One might wonder, why I am even talking about such extravagantly huge cargo masses as 1000 tons! Well, there was a grandiose project, or conceptual contest, put out by the Department of Defense and called "Walrus" in the early 2000s, when I was participating in a listserv devoted to airships. The challenge was to come up with a way to deliver IIRC 1000 tons of cargo to an unprepared forward site (presumably in a combat, or at any rate only barely and recently controlled, zone) without imposing on the recipients in any way. Taking on water or sand ballast (or any sort of ballast the ship could not provide itself directly, in any environment) was ruled out explicitly. This is the context in which I was thinking of how to create 1000 tons variable lift! I'm once again trying to work out, if say 150 tons can reasonably be borne on an airships propellors (turned mostly upward, with a reserve of thrust forward to maintain a modest airspeed until arriving at the destination), can the ship afford to retain 850 tons of lift until there is time to condense the steam? I figure such a static-lift steam Walrus might be designed to cruise at say 5 kilometers, at which altitude air density is about 60 percent surface densities (and temperatures about 40 Celsius lower than on the surface!) and its all-up mass might be in the ballpark of say 3000 tons (with payload, 2000 once that is dropped off) so the question is, how low a rate of climb can the ship parley 800+ tons of lift into, can it buy itself time to condense the steam before exceeding that pressure height? Bearing in mind that as it condenses the excess lift will be dropping off, I think maybe it can be done.

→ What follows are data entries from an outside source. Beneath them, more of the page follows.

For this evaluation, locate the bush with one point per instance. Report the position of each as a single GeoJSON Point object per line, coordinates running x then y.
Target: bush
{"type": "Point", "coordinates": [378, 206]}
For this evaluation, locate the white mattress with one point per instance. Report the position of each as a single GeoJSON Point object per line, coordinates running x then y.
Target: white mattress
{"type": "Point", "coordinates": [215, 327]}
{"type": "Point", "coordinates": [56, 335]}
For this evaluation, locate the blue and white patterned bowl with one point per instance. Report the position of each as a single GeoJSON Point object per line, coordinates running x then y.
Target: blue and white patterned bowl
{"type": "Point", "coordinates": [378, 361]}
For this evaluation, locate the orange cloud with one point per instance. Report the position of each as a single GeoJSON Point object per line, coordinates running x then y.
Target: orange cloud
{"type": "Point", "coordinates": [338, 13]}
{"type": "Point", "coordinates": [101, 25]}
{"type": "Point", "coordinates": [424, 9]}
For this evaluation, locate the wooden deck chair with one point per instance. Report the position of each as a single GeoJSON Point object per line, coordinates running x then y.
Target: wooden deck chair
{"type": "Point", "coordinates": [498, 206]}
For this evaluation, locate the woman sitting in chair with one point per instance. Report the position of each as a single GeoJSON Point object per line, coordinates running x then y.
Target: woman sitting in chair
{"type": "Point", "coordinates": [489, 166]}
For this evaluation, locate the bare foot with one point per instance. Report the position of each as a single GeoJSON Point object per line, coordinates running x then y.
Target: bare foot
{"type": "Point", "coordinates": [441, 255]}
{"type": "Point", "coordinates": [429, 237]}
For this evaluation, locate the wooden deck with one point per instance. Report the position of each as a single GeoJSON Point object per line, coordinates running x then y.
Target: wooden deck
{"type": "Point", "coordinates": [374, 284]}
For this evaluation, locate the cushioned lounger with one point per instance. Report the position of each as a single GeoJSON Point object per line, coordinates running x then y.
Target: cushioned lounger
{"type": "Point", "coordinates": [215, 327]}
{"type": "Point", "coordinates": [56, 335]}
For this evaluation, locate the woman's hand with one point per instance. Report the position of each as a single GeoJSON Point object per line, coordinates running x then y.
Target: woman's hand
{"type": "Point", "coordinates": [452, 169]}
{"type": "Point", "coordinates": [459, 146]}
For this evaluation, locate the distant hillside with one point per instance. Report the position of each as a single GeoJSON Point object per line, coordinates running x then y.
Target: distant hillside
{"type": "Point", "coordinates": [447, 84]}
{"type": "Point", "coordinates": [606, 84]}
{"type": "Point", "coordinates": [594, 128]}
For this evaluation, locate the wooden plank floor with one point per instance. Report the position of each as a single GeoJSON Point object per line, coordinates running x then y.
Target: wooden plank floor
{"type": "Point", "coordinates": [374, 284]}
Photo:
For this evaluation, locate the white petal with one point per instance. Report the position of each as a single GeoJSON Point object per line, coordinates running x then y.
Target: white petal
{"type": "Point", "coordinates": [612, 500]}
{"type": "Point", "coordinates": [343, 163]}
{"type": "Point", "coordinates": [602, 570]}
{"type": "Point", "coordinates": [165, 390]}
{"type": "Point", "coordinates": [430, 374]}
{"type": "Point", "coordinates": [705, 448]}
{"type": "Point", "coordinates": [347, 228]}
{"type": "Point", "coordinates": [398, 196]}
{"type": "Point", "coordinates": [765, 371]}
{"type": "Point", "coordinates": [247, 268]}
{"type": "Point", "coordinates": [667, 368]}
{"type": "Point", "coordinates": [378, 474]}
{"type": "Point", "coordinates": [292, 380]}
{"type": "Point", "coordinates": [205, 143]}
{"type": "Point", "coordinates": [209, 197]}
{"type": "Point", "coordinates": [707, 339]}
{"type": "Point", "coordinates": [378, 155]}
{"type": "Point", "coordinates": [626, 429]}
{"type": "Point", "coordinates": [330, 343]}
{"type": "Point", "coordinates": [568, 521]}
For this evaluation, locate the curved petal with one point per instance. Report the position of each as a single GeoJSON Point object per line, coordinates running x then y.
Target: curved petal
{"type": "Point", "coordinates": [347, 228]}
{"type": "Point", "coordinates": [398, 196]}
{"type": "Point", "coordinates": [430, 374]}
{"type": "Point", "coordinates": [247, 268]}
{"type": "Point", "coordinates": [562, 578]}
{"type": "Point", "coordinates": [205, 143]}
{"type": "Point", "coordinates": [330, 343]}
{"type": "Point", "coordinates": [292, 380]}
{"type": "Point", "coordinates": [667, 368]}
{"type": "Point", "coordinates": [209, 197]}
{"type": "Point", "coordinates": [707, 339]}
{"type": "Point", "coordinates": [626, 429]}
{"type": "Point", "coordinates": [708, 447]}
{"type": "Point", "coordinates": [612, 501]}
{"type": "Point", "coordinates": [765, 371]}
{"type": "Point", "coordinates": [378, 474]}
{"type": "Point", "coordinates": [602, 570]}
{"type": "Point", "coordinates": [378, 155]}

But Tom Goodey and others could not figure out why I couldn't just reconcile myself to simply venting 1000 tons worth of steam lift upon cargo drop, problem solved. Elegance, that's why! I liked the idea of the more compact ship you could get with recondensing the steam, and the idea that it stands ready to once again boil the steam and lift another cargo, and so on--truly variable lift.
The other sticking point is, while Tom Goodey empirically learned that a square meter of his small steam balloon in a workshop condensed about 1.4 kilograms of water per meter of its surface area per hour, nobody really knows how that rate will respond to radically different ambient temperatures (desert conditions, or arctic) nor to substantially different air densities, nor to forced drafts. Trying to solve these problems is a brick wall I've battered my head on a lot!
But for now, I'd be happy to work out just how low a rate of climb 800 tons of lift or so could be limited to in such a big airship (I'm thinking, 840 meters long, 140 wide); whether one needs to add some wings on the sides to tip the odds in its favor (rather not if they can be avoided, but last time my mind went down this track I was figuring on quarter-circle wings about the same radius as the hull itself, thus doubling the greatest width--they can also provide a lot of area in a cool slipstream for faster steam condensation for what that's worth), how much lift helicopter-type rotors that can be swiveled forward to serve as big props can reasonably be expected to offer, and so on. As I say, if we can take a huge unbalanced lift and lower it by condensation before hitting the upper limit of pressure height, then we never need to actually vent and thus lose the steam, and a significant portion of the payload would actually be lifted by helium instead, helium later ballasted by the condensed steam.
So I'm looking at the other side of Andrews's problem--he wanted to get forward motion from unbalanced lift, I want to mitigate the unwanted consequences of unbalanced lift to buy time to balance it.